Si les efforts soutenus déployés lors des deux dernières années pour faire connaître davantage l’organisme ont donné de bons résultats, Premier Envol sent tout de même le besoin de se renouveler en se dotant d’une planification stratégique qui permettra au cours des trois prochaines années de mettre sur pied de nouveaux services qui seront annoncés au moment jugé opportun.

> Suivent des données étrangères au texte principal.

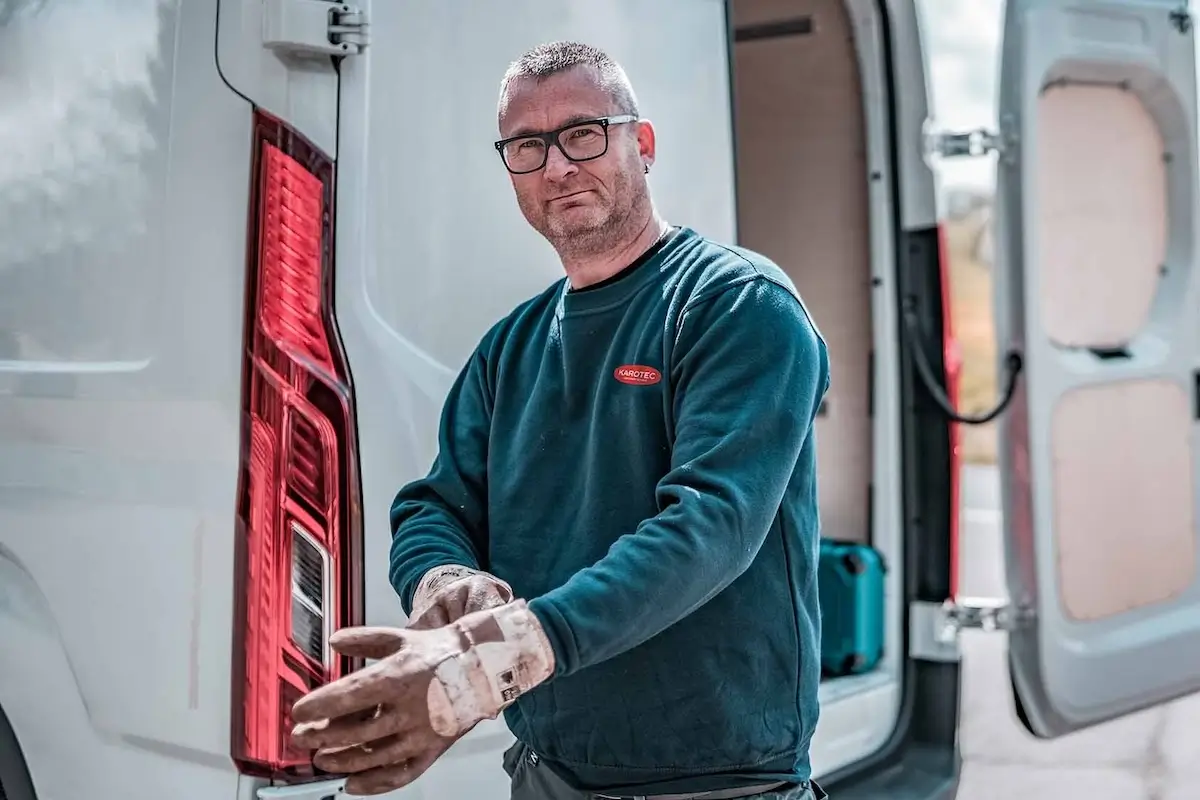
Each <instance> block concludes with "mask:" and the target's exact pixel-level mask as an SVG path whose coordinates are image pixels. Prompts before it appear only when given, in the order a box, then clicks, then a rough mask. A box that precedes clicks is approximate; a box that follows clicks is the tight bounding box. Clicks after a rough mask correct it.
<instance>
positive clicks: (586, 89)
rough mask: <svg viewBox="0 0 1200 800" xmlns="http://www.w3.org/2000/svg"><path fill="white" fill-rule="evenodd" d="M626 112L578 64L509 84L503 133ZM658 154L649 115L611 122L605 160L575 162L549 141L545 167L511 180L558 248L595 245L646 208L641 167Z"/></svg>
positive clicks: (550, 127)
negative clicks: (547, 73) (619, 121)
mask: <svg viewBox="0 0 1200 800" xmlns="http://www.w3.org/2000/svg"><path fill="white" fill-rule="evenodd" d="M622 114H624V112H623V110H622V109H618V108H616V103H614V101H613V97H612V95H611V94H610V92H607V91H606V90H605V89H602V88H601V86H600V85H599V83H598V80H596V76H595V73H594V71H593V70H590V68H588V67H574V68H570V70H566V71H564V72H560V73H557V74H553V76H550V77H548V78H545V79H542V80H532V79H518V80H516V82H514V83H512V84H510V86H509V95H508V104H506V107H505V109H504V113H503V115H502V118H500V137H502V138H504V139H506V138H509V137H514V136H520V134H523V133H542V132H547V131H553V130H556V128H559V127H562V126H564V125H569V124H571V122H576V121H580V120H588V119H596V118H604V116H617V115H622ZM564 138H565V134H564ZM653 158H654V133H653V128H650V126H649V124H647V122H643V121H642V122H626V124H623V125H612V126H610V128H608V150H607V152H605V155H604V156H600V157H599V158H593V160H590V161H582V162H572V161H570V160H568V158H566V157H565V156H564V155H563V152H562V151H560V150H559V149H558V148H556V146H551V148H548V150H547V152H546V166H545V167H544V168H542V169H540V170H536V172H533V173H527V174H523V175H512V174H510V178H511V179H512V188H514V190H515V191H516V196H517V204H518V205H520V206H521V212H522V213H523V215H524V217H526V219H528V221H529V224H530V225H533V227H534V229H536V230H538V231H539V233H541V234H542V235H544V236H545V237H546V239H547V240H548V241H550V242H551V243H552V245H554V246H556V247H557V248H559V249H564V248H565V249H576V251H578V249H583V251H593V249H599V248H602V247H604V246H605V245H606V243H607V242H608V241H610V240H611V239H614V237H619V236H620V235H622V234H623V231H624V230H625V228H626V227H628V225H629V223H630V219H631V218H632V217H634V216H635V212H636V211H637V210H638V209H641V207H643V206H644V201H646V200H647V199H648V192H647V186H646V179H644V174H643V173H644V168H646V164H648V163H649V162H650V161H653Z"/></svg>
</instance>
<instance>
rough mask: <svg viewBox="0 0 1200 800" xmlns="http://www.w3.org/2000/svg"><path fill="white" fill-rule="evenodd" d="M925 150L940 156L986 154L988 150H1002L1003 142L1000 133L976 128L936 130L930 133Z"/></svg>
mask: <svg viewBox="0 0 1200 800" xmlns="http://www.w3.org/2000/svg"><path fill="white" fill-rule="evenodd" d="M925 151H926V154H928V155H931V156H940V157H942V158H962V157H972V158H974V157H978V156H986V155H988V154H989V152H1003V151H1004V142H1003V138H1002V137H1001V134H1000V133H996V132H995V131H988V130H985V128H978V130H976V131H936V132H934V133H930V134H929V137H928V142H926V145H925Z"/></svg>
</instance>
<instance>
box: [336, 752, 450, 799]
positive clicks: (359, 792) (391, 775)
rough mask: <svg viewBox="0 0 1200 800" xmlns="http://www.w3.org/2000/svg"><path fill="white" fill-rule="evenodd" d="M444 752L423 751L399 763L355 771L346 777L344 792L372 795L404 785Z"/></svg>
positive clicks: (432, 761)
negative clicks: (398, 763) (374, 767)
mask: <svg viewBox="0 0 1200 800" xmlns="http://www.w3.org/2000/svg"><path fill="white" fill-rule="evenodd" d="M444 752H445V750H443V748H437V750H433V751H424V752H421V753H420V754H418V756H415V757H413V758H412V759H409V760H407V762H403V763H400V764H391V765H389V766H377V768H374V769H370V770H366V771H365V772H356V774H354V775H352V776H349V778H347V781H346V793H347V794H358V795H372V794H383V793H384V792H394V790H395V789H400V788H402V787H406V786H408V784H409V783H412V782H413V781H415V780H416V778H419V777H421V776H422V775H424V774H425V771H426V770H427V769H430V766H432V765H433V762H436V760H437V759H438V758H439V757H440V756H442V753H444Z"/></svg>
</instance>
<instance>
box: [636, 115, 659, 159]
mask: <svg viewBox="0 0 1200 800" xmlns="http://www.w3.org/2000/svg"><path fill="white" fill-rule="evenodd" d="M655 146H656V143H655V140H654V125H653V124H652V122H650V121H649V120H638V121H637V155H638V156H641V158H642V164H643V167H644V168H646V172H649V170H650V164H653V163H654V158H655V155H656V152H655Z"/></svg>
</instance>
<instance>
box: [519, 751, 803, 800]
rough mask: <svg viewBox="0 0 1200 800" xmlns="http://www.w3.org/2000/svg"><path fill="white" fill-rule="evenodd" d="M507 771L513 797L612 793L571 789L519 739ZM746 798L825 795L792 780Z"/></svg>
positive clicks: (687, 794) (603, 795)
mask: <svg viewBox="0 0 1200 800" xmlns="http://www.w3.org/2000/svg"><path fill="white" fill-rule="evenodd" d="M504 771H505V772H508V774H509V777H510V778H512V795H511V796H512V800H607V799H608V798H611V796H612V795H606V794H596V793H593V792H580V790H578V789H572V788H571V787H569V786H568V784H566V783H564V782H563V780H562V778H560V777H558V775H556V774H554V771H553V770H551V769H550V768H548V766H546V765H545V764H542V763H541V759H539V758H538V756H536V754H535V753H534V752H533V751H532V750H529V747H527V746H526V745H524V744H522V742H520V741H518V742H516V744H515V745H512V747H510V748H509V750H508V752H506V753H504ZM721 796H722V793H716V792H702V793H698V794H668V795H647V796H646V798H634V796H630V798H624V796H623V798H618V799H617V800H655V798H664V799H670V800H692V799H694V800H707V799H713V800H718V799H719V798H721ZM724 796H728V795H724ZM743 798H744V799H745V800H818V798H824V793H823V792H821V790H820V789H817V788H816V784H814V783H802V784H794V783H793V784H785V786H781V787H778V788H774V789H767V790H764V792H760V793H758V794H751V795H743ZM738 800H742V798H739V799H738Z"/></svg>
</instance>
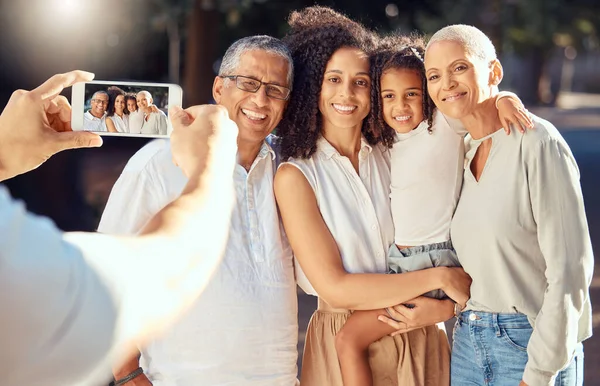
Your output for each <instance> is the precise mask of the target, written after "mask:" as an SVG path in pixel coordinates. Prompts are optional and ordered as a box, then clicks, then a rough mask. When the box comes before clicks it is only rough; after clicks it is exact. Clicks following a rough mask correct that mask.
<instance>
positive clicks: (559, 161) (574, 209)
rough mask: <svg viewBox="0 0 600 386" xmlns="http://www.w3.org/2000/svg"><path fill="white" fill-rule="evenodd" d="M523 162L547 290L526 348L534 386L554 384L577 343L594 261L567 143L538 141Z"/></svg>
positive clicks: (525, 376)
mask: <svg viewBox="0 0 600 386" xmlns="http://www.w3.org/2000/svg"><path fill="white" fill-rule="evenodd" d="M526 162H527V164H526V168H527V175H528V180H529V188H530V196H531V206H532V209H533V215H534V218H535V221H536V223H537V224H538V242H539V244H540V248H541V250H542V254H543V255H544V259H545V260H546V271H545V274H546V279H547V282H548V286H547V288H546V292H545V293H544V301H543V303H542V308H541V310H540V312H539V313H538V315H537V317H536V320H535V327H534V329H533V334H532V335H531V338H530V340H529V344H528V345H527V354H528V357H529V360H528V362H527V365H526V366H525V372H524V374H523V380H524V381H525V382H526V383H527V384H528V385H532V386H536V385H554V381H555V379H554V378H555V377H556V374H557V373H558V372H559V371H560V370H562V369H563V368H565V367H566V366H567V364H568V363H569V362H570V361H571V360H572V358H573V355H574V352H575V348H576V345H577V343H578V334H579V330H578V326H579V319H580V317H581V315H582V312H583V309H584V307H586V303H587V302H589V286H590V282H591V279H592V275H593V268H594V257H593V252H592V244H591V241H590V235H589V229H588V224H587V220H586V215H585V208H584V204H583V194H582V191H581V185H580V182H579V169H578V167H577V164H576V162H575V159H574V158H573V154H572V153H571V151H570V149H569V148H568V146H567V145H566V143H565V142H564V141H560V140H556V139H548V140H544V141H541V142H539V143H536V144H535V146H534V149H532V151H531V152H530V154H529V155H527V156H526Z"/></svg>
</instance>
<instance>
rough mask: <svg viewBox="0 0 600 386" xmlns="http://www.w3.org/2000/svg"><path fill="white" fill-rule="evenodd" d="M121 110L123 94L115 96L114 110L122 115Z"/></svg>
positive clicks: (121, 110) (122, 102)
mask: <svg viewBox="0 0 600 386" xmlns="http://www.w3.org/2000/svg"><path fill="white" fill-rule="evenodd" d="M123 111H125V96H124V95H117V97H116V98H115V112H116V113H117V114H119V115H122V114H123Z"/></svg>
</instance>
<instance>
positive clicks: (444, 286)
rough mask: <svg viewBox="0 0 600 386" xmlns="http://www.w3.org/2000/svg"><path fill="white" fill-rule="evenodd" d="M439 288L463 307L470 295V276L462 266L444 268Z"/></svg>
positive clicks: (459, 304) (468, 298)
mask: <svg viewBox="0 0 600 386" xmlns="http://www.w3.org/2000/svg"><path fill="white" fill-rule="evenodd" d="M443 272H444V279H443V280H442V286H441V287H440V289H441V290H442V291H444V292H445V293H446V295H447V296H448V297H449V298H450V299H452V300H454V301H455V302H456V303H458V304H459V305H460V306H462V307H463V308H464V307H465V306H466V305H467V300H469V298H470V297H471V282H472V280H471V276H469V275H468V274H467V273H466V272H465V270H464V269H462V268H445V270H444V271H443Z"/></svg>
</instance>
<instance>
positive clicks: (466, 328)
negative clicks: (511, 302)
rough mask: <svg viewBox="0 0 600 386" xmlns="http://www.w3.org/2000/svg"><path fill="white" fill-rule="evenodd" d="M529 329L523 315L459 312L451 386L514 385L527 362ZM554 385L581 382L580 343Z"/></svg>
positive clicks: (521, 378) (523, 369) (527, 324)
mask: <svg viewBox="0 0 600 386" xmlns="http://www.w3.org/2000/svg"><path fill="white" fill-rule="evenodd" d="M532 332H533V328H532V327H531V324H529V321H528V319H527V316H526V315H524V314H495V313H489V312H480V311H465V312H462V313H461V314H460V315H459V317H458V319H457V321H456V324H455V325H454V333H453V344H452V357H451V358H452V359H451V361H450V362H451V368H450V379H451V382H452V385H456V386H465V385H486V386H517V385H519V382H520V381H521V379H522V377H523V372H524V371H525V365H526V364H527V358H528V357H527V344H528V343H529V338H530V337H531V333H532ZM555 385H556V386H567V385H568V386H581V385H583V345H582V344H581V343H579V345H578V346H577V349H576V351H575V357H574V358H573V360H572V361H571V363H569V365H568V366H567V367H566V368H565V369H564V370H562V371H561V372H559V373H558V376H557V377H556V382H555Z"/></svg>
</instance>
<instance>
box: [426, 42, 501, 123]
mask: <svg viewBox="0 0 600 386" xmlns="http://www.w3.org/2000/svg"><path fill="white" fill-rule="evenodd" d="M425 69H426V71H427V73H426V74H427V75H426V76H427V89H428V90H429V95H430V96H431V99H432V100H433V102H434V103H435V105H436V106H437V108H438V109H440V111H441V112H442V113H444V114H445V115H447V116H449V117H451V118H456V119H461V118H464V117H466V116H468V115H470V114H472V113H473V112H474V111H475V110H476V109H477V107H478V106H479V104H480V103H481V102H483V101H485V100H487V99H489V98H490V97H492V96H493V94H494V90H495V89H496V86H497V84H498V83H499V82H500V80H501V79H502V67H501V66H500V62H499V61H498V60H496V59H495V60H493V61H492V62H491V63H486V62H485V61H483V60H481V59H477V58H475V57H473V56H472V55H470V54H469V53H468V52H466V50H465V48H464V47H463V46H462V45H461V44H460V43H457V42H454V41H436V42H435V43H433V44H431V45H430V46H429V47H428V48H427V53H426V55H425Z"/></svg>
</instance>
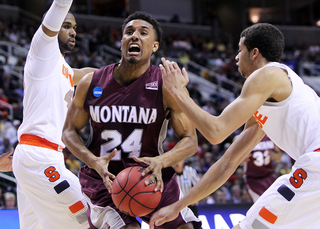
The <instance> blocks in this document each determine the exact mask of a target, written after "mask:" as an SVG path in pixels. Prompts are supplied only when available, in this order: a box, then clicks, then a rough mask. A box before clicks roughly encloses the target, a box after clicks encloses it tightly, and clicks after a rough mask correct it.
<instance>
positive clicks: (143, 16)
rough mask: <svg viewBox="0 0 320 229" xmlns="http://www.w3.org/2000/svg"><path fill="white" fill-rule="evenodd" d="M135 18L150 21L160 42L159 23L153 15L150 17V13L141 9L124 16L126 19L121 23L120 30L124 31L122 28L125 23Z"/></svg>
mask: <svg viewBox="0 0 320 229" xmlns="http://www.w3.org/2000/svg"><path fill="white" fill-rule="evenodd" d="M136 19H141V20H144V21H146V22H148V23H150V24H151V25H152V26H153V28H154V29H155V31H156V35H157V41H158V42H159V44H160V43H161V37H162V30H161V25H160V23H159V22H158V21H157V20H156V19H155V18H154V17H152V16H151V15H150V14H148V13H145V12H142V11H137V12H135V13H133V14H130V15H129V16H128V17H127V18H126V20H124V22H123V25H122V32H123V31H124V28H125V26H126V24H128V22H130V21H132V20H136Z"/></svg>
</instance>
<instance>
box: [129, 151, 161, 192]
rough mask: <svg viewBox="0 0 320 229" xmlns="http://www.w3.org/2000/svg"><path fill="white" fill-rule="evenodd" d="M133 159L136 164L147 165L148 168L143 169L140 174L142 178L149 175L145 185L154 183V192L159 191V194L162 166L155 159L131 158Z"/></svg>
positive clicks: (142, 157)
mask: <svg viewBox="0 0 320 229" xmlns="http://www.w3.org/2000/svg"><path fill="white" fill-rule="evenodd" d="M133 159H134V160H135V161H136V162H140V163H144V164H147V165H148V167H147V168H145V170H144V171H143V172H142V176H144V175H146V174H148V173H151V176H150V177H149V179H148V180H147V181H146V182H145V184H146V185H149V184H151V183H154V182H156V183H157V184H156V187H155V189H154V191H155V192H156V191H158V190H160V192H162V191H163V186H164V184H163V180H162V173H161V169H162V168H163V166H162V164H161V163H160V160H159V159H158V158H157V157H140V158H137V157H136V156H133Z"/></svg>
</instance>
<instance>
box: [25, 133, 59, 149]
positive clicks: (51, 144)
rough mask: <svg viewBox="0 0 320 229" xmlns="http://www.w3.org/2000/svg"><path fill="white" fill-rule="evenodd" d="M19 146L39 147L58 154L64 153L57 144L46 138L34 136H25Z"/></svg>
mask: <svg viewBox="0 0 320 229" xmlns="http://www.w3.org/2000/svg"><path fill="white" fill-rule="evenodd" d="M19 144H24V145H30V146H38V147H42V148H46V149H52V150H55V151H58V152H62V150H63V147H62V146H61V145H58V144H56V143H53V142H50V141H48V140H47V139H45V138H41V137H39V136H36V135H32V134H23V135H21V137H20V142H19Z"/></svg>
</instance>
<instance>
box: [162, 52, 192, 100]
mask: <svg viewBox="0 0 320 229" xmlns="http://www.w3.org/2000/svg"><path fill="white" fill-rule="evenodd" d="M161 61H162V64H160V66H159V67H160V70H161V73H162V79H163V84H164V86H165V87H166V88H167V90H168V91H169V92H170V94H175V93H176V92H177V91H185V86H186V85H187V84H188V83H189V78H188V73H187V71H186V69H185V68H182V71H181V69H180V68H179V66H178V64H177V63H176V62H173V61H169V60H166V59H165V58H163V57H162V58H161Z"/></svg>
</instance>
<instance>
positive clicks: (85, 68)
mask: <svg viewBox="0 0 320 229" xmlns="http://www.w3.org/2000/svg"><path fill="white" fill-rule="evenodd" d="M72 70H73V73H74V74H73V78H72V79H73V84H74V85H77V84H78V83H79V81H80V80H81V79H82V78H83V77H84V76H85V75H86V74H88V73H91V72H94V71H95V70H97V68H91V67H85V68H73V69H72Z"/></svg>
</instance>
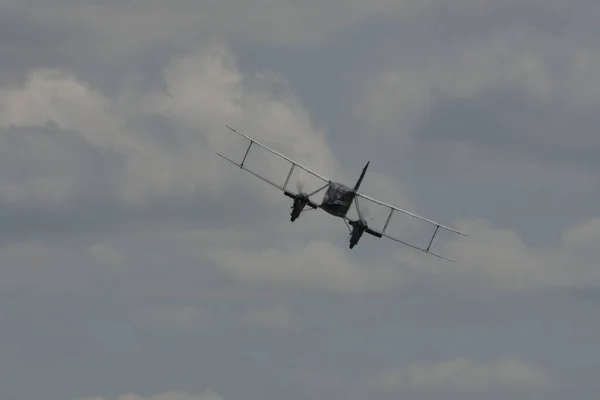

Des expériences variées, mais enrichissantes pour les locataires

Premier Envol reconnait que les logements supervisés représentent une belle réussite dans la région. Pour assurer le succès de ce service, les locataires doivent faire les efforts nécessaires et s’adapter au mode de fonctionnement imposé par l’organisme. Pour la majorité des bénéficiaires, les objectifs sont atteints. Pour d’autres, bien souvent des cas isolés, la réelle volonté personnelle peut être le plus important défi.

Jean-Luc Bilodeau célèbrera au cours des prochains jours son 29e anniversaire de naissance. Référé par son intervenante, le résident de Shawinigan a eu l’opportunité d’expérimenter le service offert par Premier Envol pendant près d’un an. Son séjour à Louiseville ne lui a toutefois pas permis d’atteindre son objectif personnel du premier coup. «Mon objectif, c’était d’aller dans un vrai appartement après. J’ai eu de la difficulté à respecter les règles. Je voulais développer mon autonomie, mais ça n’a pas fonctionné parce que je ne m’habituais pas à l’encadrement. Il y avait trop de règlements pour moi. Ça me choquait !», rapporte-t-il.

«Les sorties n’étaient pas toujours possibles pour aller chez un ami. Il fallait faire des repas chaque semaine, mais il y en avait que je n’aimais pas faire. Je n’aimais pas non plus faire le ménage. Il fallait apprendre à faire un budget et bien le gérer, mais c’était difficile», raconte M. Bilodeau.

Par téléphone, l’ex-locataire exprime avec regret avoir lancé la serviette après son essai d’un an. «Quand j’y repense, dans l’ensemble, ça s’était bien passé et c’était quand même agréable. Les services offerts sont très bons et les intervenants sont vraiment là pour nous aider», juge-t-il.

«Une deuxième chance»

Au cours des prochains mois, Jean-Luc Bilodeau tentera de profiter d’une deuxième chance en louant de nouveau un appartement chez Premier Envol. «J’ai changé et j’ai beaucoup appris. Je suis prêt dans mon cheminement personnel à y retourner. Je ne sais pas combien de temps je resterai là-bas, mais je compte y rester jusqu’à tant que je sois capable ensuite d’aller vivre dans un appartement normal. Je crois que ça peut prendre quelques années. Ils m’ont dit que tant que j’aurais besoin d’eux, ils seraient là pour m’aider et pour me garder. Ils me donnent une autre chance. Je trouve que c’est vraiment gentil. Je suis chanceux», conclut-il.